We provide two environment files: eval_env.yml is the file we used to create the environment, and eval_log.yml was created with conda env export to provide the exact version numbers we used.
This should enable recreating our environment through conda env create -f <environment-name>.yml.
We release preprocessed ground truth and prediction weather data for the three case studies considered in the paper as a zenodo dataset. The dataset is created using several sources:
- for the ground truth data sets, we use data released through WeatherBench 2 [paper] [dataset documentation] when possible. In particular, we use their ERA5 climatology in the Pacific Northwest heatwave case study.
- when the ground truth data is not available through WeatherBench 2, we download it from ECMWF.
- We ran all ML weather forecasting models ourselves, using ERA5 to initialize the models.
- HRES forecasts were retrieved from the ECMWF operational archive and the TIGGE data retrieval portal.
For details, including the license statements of the utilized ECMWF data sets, see the documentation of the zenodo dataset.
For reproducibility, the data is to be downloaded from zenodo and placed in a folder named 'data' at the root of this repository. The analysis code expects all respective data files to be available in ./data/.
We compare the following AI weather prediction models:
For GraphCast, we use the version 'GraphCast' released on GitHub (this should not be confused with 'GraphCast_small' or 'GraphCast_operational').

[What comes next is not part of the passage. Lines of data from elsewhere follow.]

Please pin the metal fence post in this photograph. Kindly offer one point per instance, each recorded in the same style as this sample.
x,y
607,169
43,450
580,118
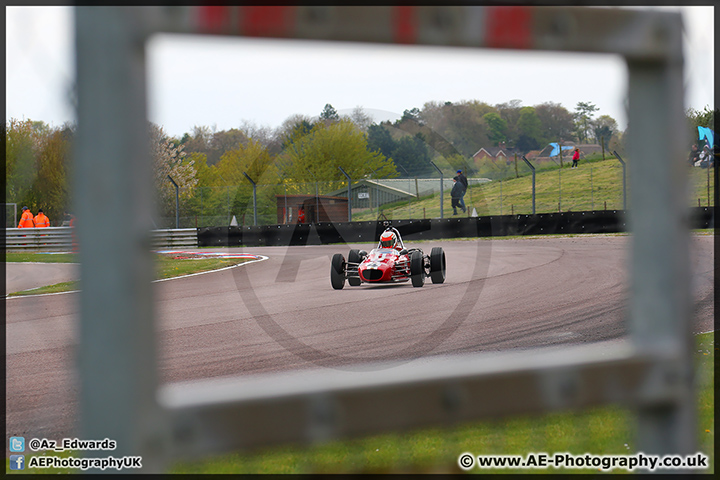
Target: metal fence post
x,y
624,181
254,198
116,353
442,191
660,304
533,170
177,202
349,194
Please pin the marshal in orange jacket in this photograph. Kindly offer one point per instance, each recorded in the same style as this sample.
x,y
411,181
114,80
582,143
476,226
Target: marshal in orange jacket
x,y
26,219
40,220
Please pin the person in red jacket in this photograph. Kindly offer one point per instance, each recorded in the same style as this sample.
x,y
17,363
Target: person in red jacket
x,y
26,220
40,220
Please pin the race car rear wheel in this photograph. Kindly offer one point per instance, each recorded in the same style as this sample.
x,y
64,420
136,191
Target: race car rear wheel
x,y
354,257
337,271
437,265
417,269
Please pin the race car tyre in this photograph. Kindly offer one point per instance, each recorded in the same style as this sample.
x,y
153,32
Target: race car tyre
x,y
417,269
337,271
354,257
437,265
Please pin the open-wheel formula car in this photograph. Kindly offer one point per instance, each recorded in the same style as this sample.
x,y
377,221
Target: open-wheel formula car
x,y
390,262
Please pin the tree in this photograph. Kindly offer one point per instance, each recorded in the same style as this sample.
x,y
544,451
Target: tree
x,y
169,160
254,160
51,185
557,122
510,112
360,118
604,128
329,114
413,115
413,156
584,112
497,127
529,129
317,156
380,140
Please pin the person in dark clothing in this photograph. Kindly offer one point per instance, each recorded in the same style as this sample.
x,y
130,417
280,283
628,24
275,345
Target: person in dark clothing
x,y
462,180
576,157
456,196
694,155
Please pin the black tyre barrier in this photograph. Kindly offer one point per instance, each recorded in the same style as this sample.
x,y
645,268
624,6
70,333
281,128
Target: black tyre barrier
x,y
604,221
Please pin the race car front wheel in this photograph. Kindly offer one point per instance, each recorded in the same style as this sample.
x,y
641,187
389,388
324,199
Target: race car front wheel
x,y
417,269
437,265
354,257
337,271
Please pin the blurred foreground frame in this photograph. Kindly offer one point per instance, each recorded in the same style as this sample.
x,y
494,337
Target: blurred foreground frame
x,y
120,397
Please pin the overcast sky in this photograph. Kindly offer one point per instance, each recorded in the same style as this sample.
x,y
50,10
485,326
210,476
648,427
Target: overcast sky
x,y
221,82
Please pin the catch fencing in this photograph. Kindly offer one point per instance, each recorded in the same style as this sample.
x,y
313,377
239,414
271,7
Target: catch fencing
x,y
651,374
592,187
62,239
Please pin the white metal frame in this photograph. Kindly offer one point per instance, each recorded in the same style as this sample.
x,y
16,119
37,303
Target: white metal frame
x,y
117,356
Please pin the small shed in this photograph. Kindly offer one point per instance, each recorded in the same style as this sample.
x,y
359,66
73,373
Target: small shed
x,y
314,209
368,193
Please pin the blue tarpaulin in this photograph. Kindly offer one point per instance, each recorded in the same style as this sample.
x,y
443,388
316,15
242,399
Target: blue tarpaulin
x,y
556,149
706,134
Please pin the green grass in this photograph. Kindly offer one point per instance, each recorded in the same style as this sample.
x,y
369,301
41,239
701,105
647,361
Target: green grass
x,y
600,431
166,267
594,185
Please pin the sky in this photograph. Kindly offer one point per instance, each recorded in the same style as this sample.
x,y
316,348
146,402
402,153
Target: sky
x,y
228,82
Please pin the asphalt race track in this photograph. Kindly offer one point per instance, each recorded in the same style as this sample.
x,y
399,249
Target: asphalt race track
x,y
282,314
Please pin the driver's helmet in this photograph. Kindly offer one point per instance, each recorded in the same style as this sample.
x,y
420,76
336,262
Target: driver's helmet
x,y
388,240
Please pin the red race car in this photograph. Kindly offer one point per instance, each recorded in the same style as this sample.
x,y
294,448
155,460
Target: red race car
x,y
390,262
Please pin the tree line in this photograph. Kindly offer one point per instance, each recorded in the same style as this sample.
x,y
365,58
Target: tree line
x,y
304,155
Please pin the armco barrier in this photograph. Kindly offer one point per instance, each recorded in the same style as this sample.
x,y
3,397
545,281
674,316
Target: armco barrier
x,y
610,221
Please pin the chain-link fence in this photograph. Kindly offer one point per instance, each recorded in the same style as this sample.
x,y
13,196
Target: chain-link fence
x,y
592,186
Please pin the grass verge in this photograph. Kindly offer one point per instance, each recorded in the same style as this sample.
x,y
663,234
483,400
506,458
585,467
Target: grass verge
x,y
595,185
167,266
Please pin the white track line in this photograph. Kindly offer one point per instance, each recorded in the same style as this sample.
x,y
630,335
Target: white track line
x,y
259,258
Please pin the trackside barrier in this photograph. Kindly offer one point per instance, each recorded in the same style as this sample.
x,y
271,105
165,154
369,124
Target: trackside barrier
x,y
60,239
119,394
610,221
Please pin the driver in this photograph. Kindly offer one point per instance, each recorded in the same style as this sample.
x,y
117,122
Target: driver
x,y
390,238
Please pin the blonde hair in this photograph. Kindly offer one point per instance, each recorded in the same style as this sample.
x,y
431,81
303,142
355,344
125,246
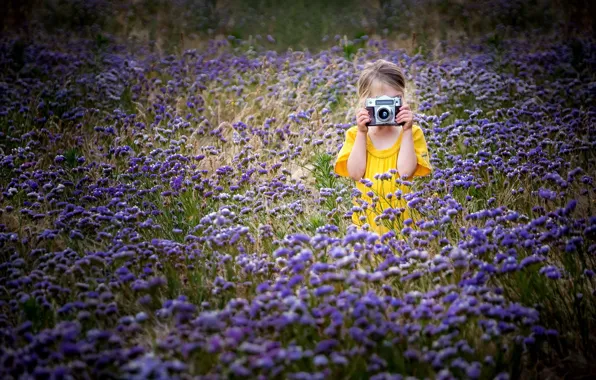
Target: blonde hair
x,y
380,70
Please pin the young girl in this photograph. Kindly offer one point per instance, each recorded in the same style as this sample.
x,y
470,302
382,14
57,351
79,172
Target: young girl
x,y
378,155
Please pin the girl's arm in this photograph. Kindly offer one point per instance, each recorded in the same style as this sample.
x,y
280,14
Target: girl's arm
x,y
357,158
406,159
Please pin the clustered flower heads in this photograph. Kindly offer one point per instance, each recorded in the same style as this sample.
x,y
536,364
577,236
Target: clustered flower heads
x,y
153,223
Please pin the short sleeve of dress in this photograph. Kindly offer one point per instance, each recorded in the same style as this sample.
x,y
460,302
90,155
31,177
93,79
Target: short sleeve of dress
x,y
341,162
424,167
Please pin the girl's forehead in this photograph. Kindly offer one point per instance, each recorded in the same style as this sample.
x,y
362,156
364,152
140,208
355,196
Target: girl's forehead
x,y
378,88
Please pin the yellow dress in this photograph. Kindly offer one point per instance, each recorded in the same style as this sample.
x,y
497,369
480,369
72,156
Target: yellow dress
x,y
380,161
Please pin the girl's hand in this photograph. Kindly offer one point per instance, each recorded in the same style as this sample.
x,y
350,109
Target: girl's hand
x,y
405,115
362,118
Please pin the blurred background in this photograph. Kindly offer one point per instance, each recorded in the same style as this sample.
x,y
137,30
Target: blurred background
x,y
418,25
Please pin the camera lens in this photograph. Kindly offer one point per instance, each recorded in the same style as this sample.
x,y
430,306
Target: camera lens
x,y
383,113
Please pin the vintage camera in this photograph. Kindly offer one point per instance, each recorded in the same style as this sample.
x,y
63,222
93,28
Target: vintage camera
x,y
382,110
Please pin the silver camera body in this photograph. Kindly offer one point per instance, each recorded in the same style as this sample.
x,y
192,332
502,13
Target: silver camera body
x,y
383,109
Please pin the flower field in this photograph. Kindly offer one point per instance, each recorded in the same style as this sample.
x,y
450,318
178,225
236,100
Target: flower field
x,y
177,215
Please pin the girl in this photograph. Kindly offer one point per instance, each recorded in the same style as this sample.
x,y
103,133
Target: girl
x,y
375,157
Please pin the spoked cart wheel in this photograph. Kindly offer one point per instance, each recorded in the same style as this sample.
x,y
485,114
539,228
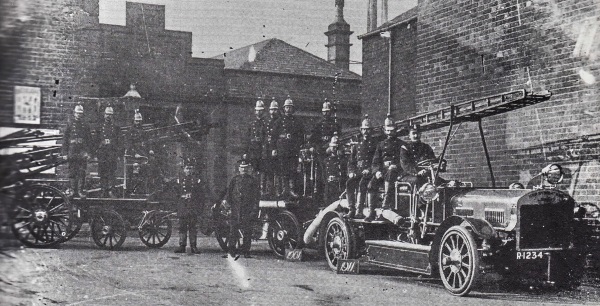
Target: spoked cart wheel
x,y
156,230
41,216
77,222
284,232
222,235
108,229
339,242
458,261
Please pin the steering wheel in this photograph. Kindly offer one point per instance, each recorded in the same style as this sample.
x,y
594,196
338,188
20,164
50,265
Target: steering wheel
x,y
427,163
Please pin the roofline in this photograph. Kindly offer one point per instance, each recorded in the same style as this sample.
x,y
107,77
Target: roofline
x,y
357,79
389,27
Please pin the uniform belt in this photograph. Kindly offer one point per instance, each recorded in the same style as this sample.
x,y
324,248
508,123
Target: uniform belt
x,y
388,163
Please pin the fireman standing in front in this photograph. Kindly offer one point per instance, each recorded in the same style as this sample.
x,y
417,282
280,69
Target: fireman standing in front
x,y
359,170
108,153
76,141
242,199
189,207
256,139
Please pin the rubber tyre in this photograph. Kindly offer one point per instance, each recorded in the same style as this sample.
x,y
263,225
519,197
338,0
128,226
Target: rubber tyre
x,y
458,261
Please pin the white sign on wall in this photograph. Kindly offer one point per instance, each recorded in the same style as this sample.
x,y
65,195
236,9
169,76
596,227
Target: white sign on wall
x,y
28,101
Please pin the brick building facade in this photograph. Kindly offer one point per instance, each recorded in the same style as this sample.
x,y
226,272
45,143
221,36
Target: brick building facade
x,y
469,49
62,48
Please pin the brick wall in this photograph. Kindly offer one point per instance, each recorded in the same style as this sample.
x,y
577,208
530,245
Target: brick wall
x,y
375,72
469,49
39,49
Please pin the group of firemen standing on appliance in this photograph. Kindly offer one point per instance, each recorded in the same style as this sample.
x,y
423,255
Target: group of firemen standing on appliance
x,y
273,148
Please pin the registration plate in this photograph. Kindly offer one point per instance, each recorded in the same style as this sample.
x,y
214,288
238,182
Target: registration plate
x,y
529,255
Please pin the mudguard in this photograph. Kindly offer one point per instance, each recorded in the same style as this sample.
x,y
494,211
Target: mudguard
x,y
481,229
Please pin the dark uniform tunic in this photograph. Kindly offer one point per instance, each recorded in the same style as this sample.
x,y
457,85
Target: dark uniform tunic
x,y
136,176
190,206
361,158
136,140
256,139
243,196
387,159
290,140
322,133
76,141
109,141
413,153
335,176
271,165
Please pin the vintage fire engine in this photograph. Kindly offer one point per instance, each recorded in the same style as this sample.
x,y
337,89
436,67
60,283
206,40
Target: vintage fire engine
x,y
457,231
42,215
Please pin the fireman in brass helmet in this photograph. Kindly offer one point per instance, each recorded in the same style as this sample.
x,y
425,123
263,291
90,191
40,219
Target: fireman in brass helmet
x,y
255,142
291,137
359,170
76,141
135,150
109,143
386,167
320,138
413,152
271,167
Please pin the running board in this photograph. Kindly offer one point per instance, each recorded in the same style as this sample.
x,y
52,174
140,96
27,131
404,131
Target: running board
x,y
399,255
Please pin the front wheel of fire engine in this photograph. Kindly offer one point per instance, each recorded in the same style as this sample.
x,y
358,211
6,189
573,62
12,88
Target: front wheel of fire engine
x,y
156,230
339,242
458,261
108,229
284,233
41,216
222,234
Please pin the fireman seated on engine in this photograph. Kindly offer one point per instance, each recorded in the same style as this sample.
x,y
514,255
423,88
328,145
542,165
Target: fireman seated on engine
x,y
387,167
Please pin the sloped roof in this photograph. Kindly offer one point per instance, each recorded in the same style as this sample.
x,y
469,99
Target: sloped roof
x,y
276,56
400,19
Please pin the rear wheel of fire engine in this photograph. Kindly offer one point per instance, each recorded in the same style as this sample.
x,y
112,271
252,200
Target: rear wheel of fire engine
x,y
339,242
222,235
284,233
108,229
458,261
41,216
76,224
156,231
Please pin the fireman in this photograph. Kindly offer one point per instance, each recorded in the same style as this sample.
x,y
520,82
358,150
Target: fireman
x,y
242,199
386,167
359,170
136,149
109,141
291,136
413,152
320,137
76,141
335,170
190,205
256,139
271,167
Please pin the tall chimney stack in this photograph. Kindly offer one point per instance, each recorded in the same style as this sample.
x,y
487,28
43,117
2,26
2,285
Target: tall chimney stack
x,y
384,11
338,39
372,16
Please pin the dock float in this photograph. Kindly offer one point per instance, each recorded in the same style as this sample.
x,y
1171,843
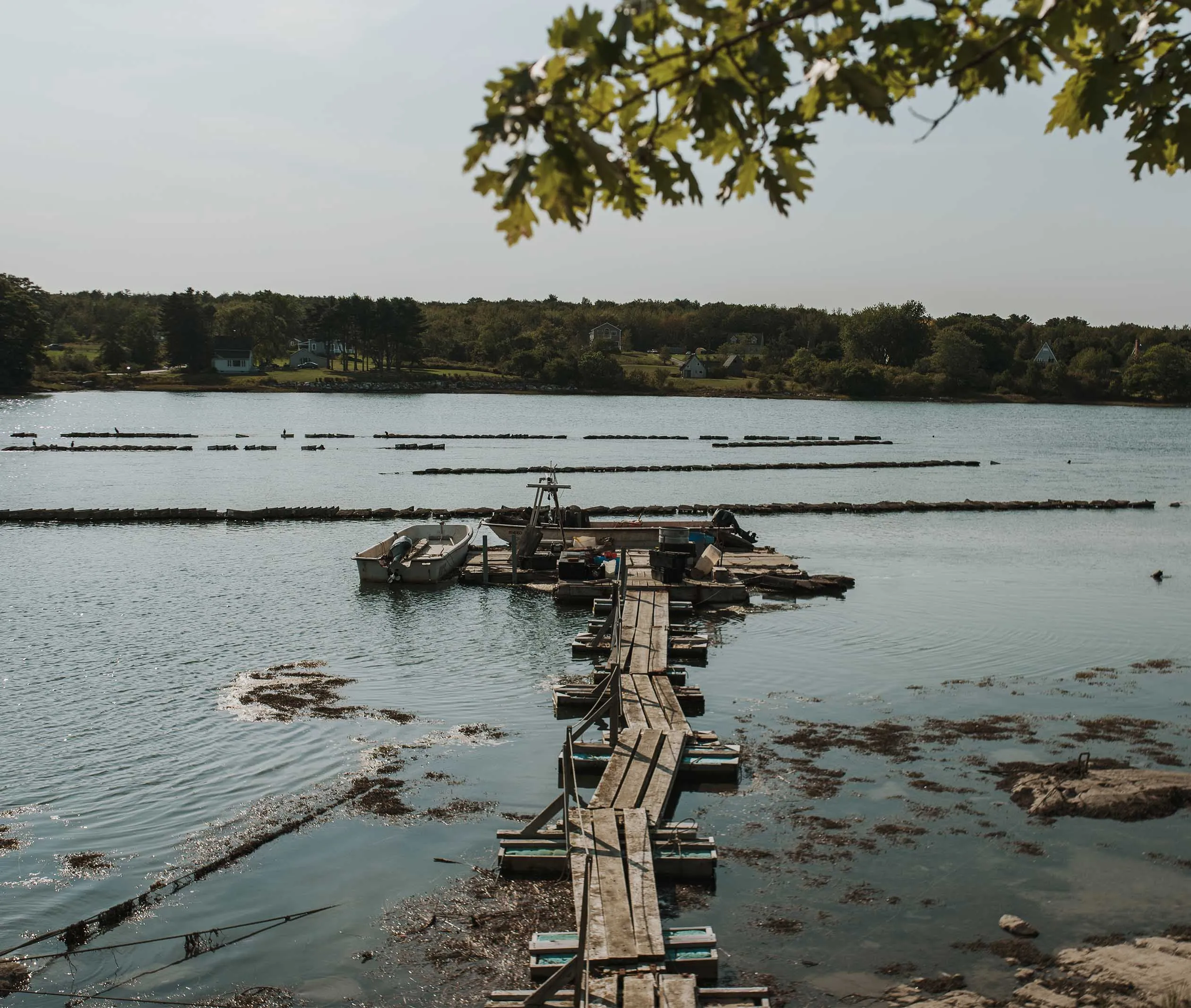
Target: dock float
x,y
621,840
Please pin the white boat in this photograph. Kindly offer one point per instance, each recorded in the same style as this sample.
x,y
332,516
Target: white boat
x,y
630,534
417,554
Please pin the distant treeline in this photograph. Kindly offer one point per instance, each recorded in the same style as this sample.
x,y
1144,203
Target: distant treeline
x,y
883,351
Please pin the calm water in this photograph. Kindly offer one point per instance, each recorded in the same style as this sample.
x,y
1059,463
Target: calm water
x,y
121,645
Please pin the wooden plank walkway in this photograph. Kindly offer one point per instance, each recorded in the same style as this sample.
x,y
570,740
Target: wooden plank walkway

For PanguWeather we used a combination of the authors' 6h and 24h models, following the "hierarchical temporal aggregation strategy" they developed.
For the case study on the 2023 South Asia humid heatwave, we used the shapefiles contained in the Shapefiles/ subdirectory to mask a region that is comparable to the study "Extreme humid heat in South Asia in April 2023, largely driven by climate change, detrimental to vulnerable and disadvantaged communities" (2023), [paper]. We use country boundaries from the “World Administrative Boundaries - Countries and Territories” (link, Open Government License 3.0) data set by the World Food Programme and for the India-Bangladesh region we additionally use the (1976-2000) map of “World Maps of the Köppen-Geiger Climate Classification” (link, Creative Commons Attribution 4.0).